Human Immunodeficiency Virus Antigenemia in Patients with AIDS and AIDS-Related Disorders: A Comparison Between European and Central African Populations

1987 
HIV antigens and antibodies against the HIV core protein p24 were assayed in 80 French sera collected from January 1983-January 1987 and 117 sera from Bujumbura Burundi taken from November 1984-April 1986. The French subjects were 21 people with AIDS 23 with ARC and 36 asymptomatic HIV-positive people. The Burundians were 40 with AIDS 40 with ARC and 37 HIV-positive asymptomatic people. All sera were frozen until testing in Tours France at the same time. HIV antibodies were screened with an ELISA kit (Envacore Abbott) which employed the core protein p24 with fragments of p17 and p15. In The European sera AIDS viral antigens rose from 2.8% of asymptomatic HIV-positives to 21.7% of those with ARC to 47.6% of AIDS patients.

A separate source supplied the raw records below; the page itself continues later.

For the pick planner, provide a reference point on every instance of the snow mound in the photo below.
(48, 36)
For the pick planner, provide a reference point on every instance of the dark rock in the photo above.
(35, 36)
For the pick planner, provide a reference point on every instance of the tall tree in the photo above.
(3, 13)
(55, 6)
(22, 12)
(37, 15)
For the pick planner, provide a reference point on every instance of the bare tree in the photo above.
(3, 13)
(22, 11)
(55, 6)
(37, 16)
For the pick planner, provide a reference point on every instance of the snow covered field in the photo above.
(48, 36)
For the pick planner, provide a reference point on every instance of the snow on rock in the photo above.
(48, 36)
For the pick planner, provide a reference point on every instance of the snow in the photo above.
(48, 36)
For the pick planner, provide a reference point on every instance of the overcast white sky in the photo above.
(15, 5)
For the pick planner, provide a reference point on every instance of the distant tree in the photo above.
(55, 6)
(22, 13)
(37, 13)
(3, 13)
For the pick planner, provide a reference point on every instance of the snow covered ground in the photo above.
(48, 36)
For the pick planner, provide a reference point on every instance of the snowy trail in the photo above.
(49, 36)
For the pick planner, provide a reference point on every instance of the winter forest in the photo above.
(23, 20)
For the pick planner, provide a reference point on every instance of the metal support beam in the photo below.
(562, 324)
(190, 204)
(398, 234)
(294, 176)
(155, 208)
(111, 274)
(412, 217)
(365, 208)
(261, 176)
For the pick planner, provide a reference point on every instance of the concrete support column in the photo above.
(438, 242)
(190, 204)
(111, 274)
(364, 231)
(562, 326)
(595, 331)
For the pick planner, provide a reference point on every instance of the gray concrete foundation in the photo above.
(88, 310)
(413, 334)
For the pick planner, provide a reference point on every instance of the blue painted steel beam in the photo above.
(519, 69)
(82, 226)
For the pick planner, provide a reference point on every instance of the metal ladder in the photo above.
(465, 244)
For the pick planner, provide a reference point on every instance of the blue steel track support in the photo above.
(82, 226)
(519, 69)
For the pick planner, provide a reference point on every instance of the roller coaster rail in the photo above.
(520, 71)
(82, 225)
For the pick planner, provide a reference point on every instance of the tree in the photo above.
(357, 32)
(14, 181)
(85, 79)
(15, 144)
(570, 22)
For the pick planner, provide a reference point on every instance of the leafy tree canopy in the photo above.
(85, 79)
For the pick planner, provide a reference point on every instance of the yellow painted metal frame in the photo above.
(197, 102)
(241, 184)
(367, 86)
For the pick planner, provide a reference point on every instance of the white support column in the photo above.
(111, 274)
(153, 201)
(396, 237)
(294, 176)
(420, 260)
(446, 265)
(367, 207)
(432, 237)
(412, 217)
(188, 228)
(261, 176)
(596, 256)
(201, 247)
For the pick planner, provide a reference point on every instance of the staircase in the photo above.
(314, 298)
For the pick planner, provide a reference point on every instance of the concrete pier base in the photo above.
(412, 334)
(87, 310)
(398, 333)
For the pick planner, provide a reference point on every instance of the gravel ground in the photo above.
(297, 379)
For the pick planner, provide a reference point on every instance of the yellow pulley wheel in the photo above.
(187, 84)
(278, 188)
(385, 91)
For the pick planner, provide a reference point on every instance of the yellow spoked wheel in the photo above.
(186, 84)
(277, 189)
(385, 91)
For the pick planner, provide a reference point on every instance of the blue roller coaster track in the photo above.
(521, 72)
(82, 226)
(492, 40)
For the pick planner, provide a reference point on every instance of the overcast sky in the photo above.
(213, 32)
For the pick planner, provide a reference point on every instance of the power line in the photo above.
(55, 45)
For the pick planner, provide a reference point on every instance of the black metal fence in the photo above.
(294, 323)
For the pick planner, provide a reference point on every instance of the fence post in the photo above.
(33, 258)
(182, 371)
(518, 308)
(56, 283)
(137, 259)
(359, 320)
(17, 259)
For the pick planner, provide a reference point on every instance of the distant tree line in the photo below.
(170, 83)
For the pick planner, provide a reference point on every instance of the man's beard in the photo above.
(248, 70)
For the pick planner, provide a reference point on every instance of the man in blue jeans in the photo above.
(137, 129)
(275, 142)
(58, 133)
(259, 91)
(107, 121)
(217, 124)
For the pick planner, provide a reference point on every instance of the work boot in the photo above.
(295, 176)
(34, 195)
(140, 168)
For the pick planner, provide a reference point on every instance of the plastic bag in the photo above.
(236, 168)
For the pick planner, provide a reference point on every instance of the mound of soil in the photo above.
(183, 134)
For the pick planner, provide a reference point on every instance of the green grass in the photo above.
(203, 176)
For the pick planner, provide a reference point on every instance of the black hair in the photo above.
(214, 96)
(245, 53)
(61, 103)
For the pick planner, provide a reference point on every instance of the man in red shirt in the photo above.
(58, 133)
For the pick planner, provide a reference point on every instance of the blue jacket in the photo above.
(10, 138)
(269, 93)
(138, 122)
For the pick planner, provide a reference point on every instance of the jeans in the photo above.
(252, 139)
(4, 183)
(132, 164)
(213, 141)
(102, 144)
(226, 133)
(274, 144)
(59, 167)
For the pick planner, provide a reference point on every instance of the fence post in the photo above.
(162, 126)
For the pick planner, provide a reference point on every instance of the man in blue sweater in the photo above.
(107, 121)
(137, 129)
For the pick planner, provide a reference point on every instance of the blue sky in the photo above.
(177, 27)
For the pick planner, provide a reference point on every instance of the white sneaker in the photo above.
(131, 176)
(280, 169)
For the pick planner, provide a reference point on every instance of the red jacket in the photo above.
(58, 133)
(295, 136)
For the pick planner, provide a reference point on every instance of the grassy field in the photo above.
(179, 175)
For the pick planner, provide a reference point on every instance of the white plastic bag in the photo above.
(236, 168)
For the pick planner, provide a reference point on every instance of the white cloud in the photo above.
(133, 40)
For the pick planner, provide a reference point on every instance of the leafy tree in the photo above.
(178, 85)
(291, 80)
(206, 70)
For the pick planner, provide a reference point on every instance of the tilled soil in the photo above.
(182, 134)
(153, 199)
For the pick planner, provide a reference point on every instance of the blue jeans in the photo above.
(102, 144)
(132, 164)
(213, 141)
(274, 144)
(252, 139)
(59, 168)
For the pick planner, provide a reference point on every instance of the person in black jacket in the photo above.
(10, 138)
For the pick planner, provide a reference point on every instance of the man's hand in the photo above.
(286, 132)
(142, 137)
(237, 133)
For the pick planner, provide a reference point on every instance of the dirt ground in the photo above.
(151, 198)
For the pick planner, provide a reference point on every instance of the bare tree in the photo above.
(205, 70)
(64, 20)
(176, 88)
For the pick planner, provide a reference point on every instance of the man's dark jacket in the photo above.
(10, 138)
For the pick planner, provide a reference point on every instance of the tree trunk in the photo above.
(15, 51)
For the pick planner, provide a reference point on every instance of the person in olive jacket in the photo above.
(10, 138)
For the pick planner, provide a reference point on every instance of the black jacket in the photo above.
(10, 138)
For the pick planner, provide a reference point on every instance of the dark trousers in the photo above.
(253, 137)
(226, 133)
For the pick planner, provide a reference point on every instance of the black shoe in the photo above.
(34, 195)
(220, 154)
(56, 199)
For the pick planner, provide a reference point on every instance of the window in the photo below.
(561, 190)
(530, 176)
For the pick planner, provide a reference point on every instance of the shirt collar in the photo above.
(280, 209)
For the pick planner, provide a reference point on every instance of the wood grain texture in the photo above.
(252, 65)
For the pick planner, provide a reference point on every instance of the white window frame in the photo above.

Antibodies were found in 23.8% of patients with AIDS 78.9% of those with ARC and 86.1% of seropositive persons. Antibodies against gag antigens were associated with lack of HIV antigenemia: 1.9% with antibodies had circulating HIV; 55.6% of those without antibodies had HIV. In sera from Burundi HIV antibodies were detected in 97.3% of seropositives 90.0 of those with ARC and 90.0% with AIDS. Only 1 of 40 (2.5%) of the AIDS patients and none of those in the other groups had circulating HIV. Thus the generalization made in Europeans that antibodies are inversely related to severity of symptoms does not hold in this group of central Africans.